N Glycan profiling in plasma proteins of semi supercentenarians using sialic acid linkage specific derivatization and negative ion MALDI TOF MS

Significance of the Topic

N-glycosylation of plasma proteins and the specific linkages of sialic acids play vital roles in modulating immune responses, inflammation, and overall homeostasis. Detailed profiling of these glycan structures in long-lived individuals can reveal biomarkers and mechanisms associated with healthy aging and extreme longevity.

Objectives and Study Overview

This study aimed to compare plasma N-glycan profiles of semi-supercentenarians (SSCs, ≥105 years old) against three younger control groups (70s, 80s, 90s).

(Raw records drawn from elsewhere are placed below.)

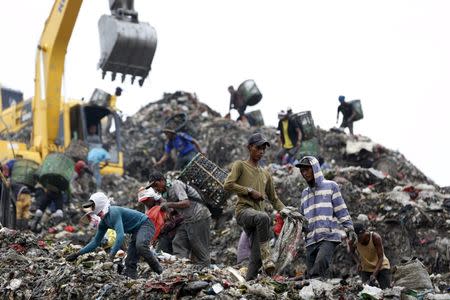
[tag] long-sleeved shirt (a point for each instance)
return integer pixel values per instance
(97, 155)
(324, 208)
(243, 176)
(182, 142)
(122, 220)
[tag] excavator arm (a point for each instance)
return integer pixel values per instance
(127, 47)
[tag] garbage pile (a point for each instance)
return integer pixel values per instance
(380, 187)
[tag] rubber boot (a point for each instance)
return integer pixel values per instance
(266, 258)
(34, 224)
(154, 264)
(22, 224)
(130, 273)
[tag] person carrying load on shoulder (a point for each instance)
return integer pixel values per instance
(152, 202)
(348, 114)
(254, 185)
(290, 137)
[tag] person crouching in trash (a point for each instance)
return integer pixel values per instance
(122, 220)
(152, 202)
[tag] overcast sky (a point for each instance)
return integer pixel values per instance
(393, 55)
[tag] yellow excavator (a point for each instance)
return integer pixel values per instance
(127, 47)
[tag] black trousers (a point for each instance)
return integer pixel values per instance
(318, 258)
(257, 226)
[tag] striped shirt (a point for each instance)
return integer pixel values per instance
(324, 208)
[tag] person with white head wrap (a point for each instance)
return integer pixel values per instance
(122, 220)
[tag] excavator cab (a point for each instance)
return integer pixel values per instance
(98, 126)
(127, 46)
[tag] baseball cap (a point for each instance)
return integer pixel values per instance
(304, 162)
(258, 139)
(148, 193)
(153, 177)
(359, 228)
(282, 114)
(170, 130)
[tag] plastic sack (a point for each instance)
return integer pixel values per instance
(244, 247)
(157, 217)
(412, 275)
(287, 245)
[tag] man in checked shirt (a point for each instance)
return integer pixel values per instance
(323, 207)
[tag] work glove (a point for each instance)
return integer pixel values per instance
(73, 256)
(164, 206)
(352, 236)
(292, 212)
(56, 217)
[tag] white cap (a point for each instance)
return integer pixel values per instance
(100, 200)
(148, 193)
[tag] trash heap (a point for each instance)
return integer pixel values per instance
(380, 186)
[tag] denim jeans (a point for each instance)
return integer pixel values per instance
(318, 258)
(140, 247)
(257, 226)
(95, 167)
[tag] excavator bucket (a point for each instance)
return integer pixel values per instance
(127, 47)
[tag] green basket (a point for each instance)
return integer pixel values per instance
(24, 171)
(305, 122)
(309, 147)
(207, 178)
(356, 105)
(57, 171)
(249, 92)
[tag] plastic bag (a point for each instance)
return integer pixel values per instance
(157, 217)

By applying sialic acid linkage-specific derivatization followed by negative-ion MALDI-TOF mass spectrometry and multivariate analysis, the investigation sought to identify age-dependent glycan changes linked to extreme lifespan.

Methodology and Used Instrumentation

Plasma samples were pooled (4–5 individuals per pool) and depleted of albumin and IgG. N-glycans were released enzymatically with PNGase F and captured with hydrazide beads (BlotGlyco®). Sialic acids were stabilized via linkage-specific alkylamidation (SALSA) using the SialoCapper™-ID Kit, with 2-AA labeling to improve ionization.

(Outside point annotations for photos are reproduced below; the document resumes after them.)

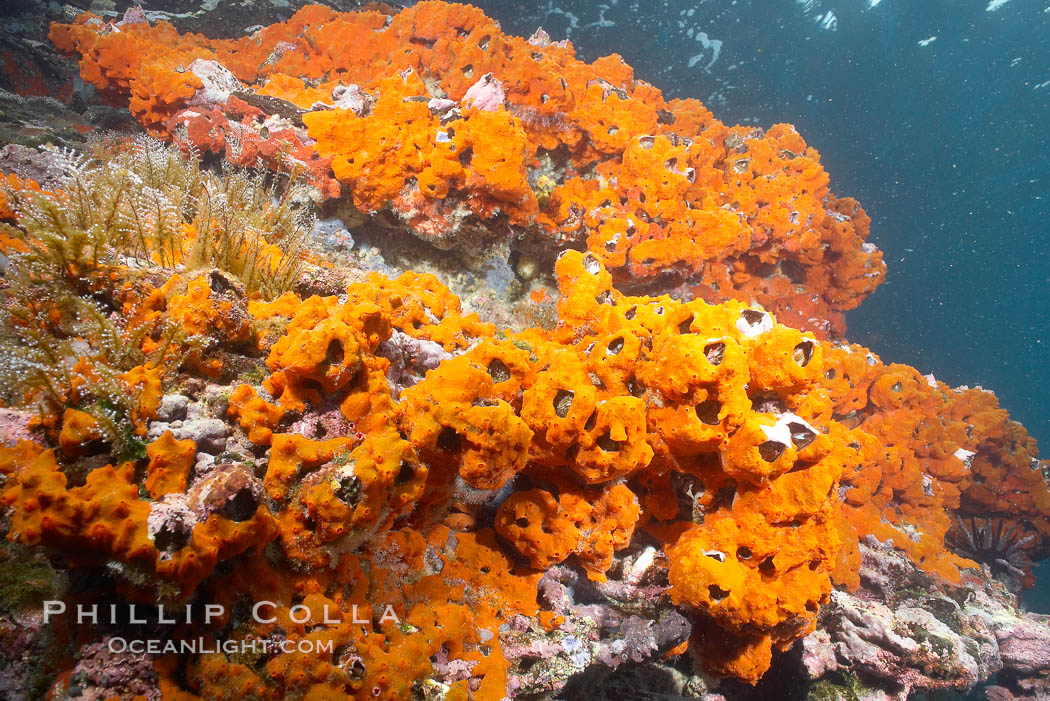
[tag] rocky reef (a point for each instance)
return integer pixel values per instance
(379, 354)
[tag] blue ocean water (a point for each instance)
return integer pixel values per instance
(933, 114)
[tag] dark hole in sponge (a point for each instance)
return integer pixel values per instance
(242, 507)
(717, 593)
(708, 410)
(406, 472)
(350, 490)
(334, 354)
(448, 440)
(800, 434)
(771, 450)
(499, 370)
(606, 443)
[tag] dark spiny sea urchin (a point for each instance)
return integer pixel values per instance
(983, 540)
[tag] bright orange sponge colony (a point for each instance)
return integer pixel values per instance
(466, 134)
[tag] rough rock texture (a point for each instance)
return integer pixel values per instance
(904, 632)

• Mass spectrometer: Shimadzu MALDI-8030 in negative-ion linear mode.
• Matrix: super-DHB.
• Data acquisition: eMSTAT solution for automated plate measurement, lock mass calibration at m/z 2426.03.
• Data processing: peak picking with 0.1% intensity threshold, 3 Da tolerance, Pareto scaling, PLS-DA multivariate analysis.

Main Results and Discussion

Multivariate PLS-DA separated SSCs from younger groups, highlighting specific N-glycan alterations with age. A tri-sialylated glycan carrying one α2,3-linked and two α2,6-linked sialic acids was markedly elevated in SSCs. General trends included incremental increases of highly sialylated structures and shifts in fucosylated species, suggesting adaptations in anti-inflammatory glycoforms over the human lifespan.

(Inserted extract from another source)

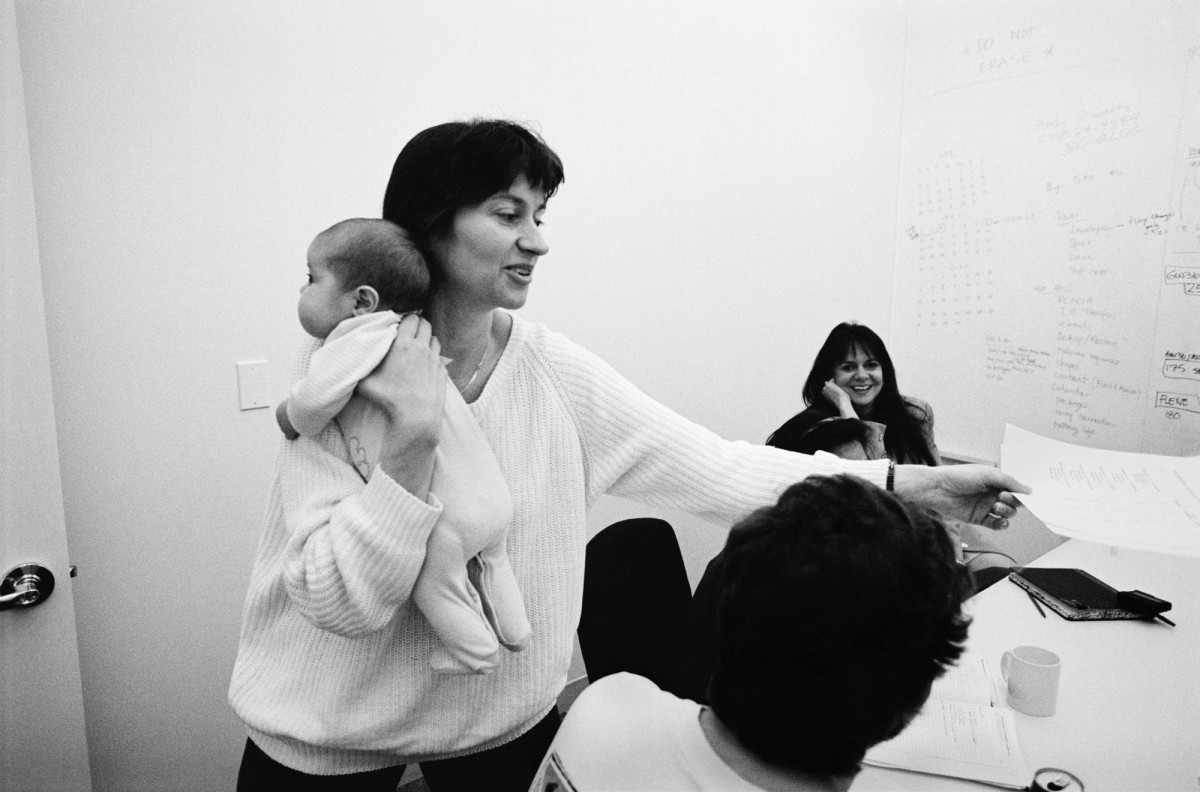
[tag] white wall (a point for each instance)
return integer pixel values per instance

Benefits and Practical Applications

Linkage-specific glycan profiling offers:

• Potential biomarkers for healthy aging and longevity.
• Tools to monitor chronic inflammation and immune status in elderly populations.
• High-throughput screening capability for clinical or epidemiological studies.

Future Trends and Potential Applications

Emerging developments may include microfluidic integration for reduced sample consumption, MS imaging of glycosylation patterns in tissues, single-cell glycomics, and integration with proteomics and transcriptomics for systems-level insights into aging.

Conclusion

By combining sialic acid linkage-specific derivatization with negative-ion MALDI-TOF MS, the study successfully identified age-related plasma glycan signatures associated with extreme human longevity. These findings pave the way for novel biomarkers and a deeper understanding of glycosylation’s role in healthy aging.

References

1. Miura Y et al. PLoS ONE. 2015;10:e0142645.
2. Miura Y et al. Biochim Biophys Acta Gen Subj. 2018;1862:1462–1471.
3. Nishikaze A et al. Anal Chem. 2017;89:2353–2360.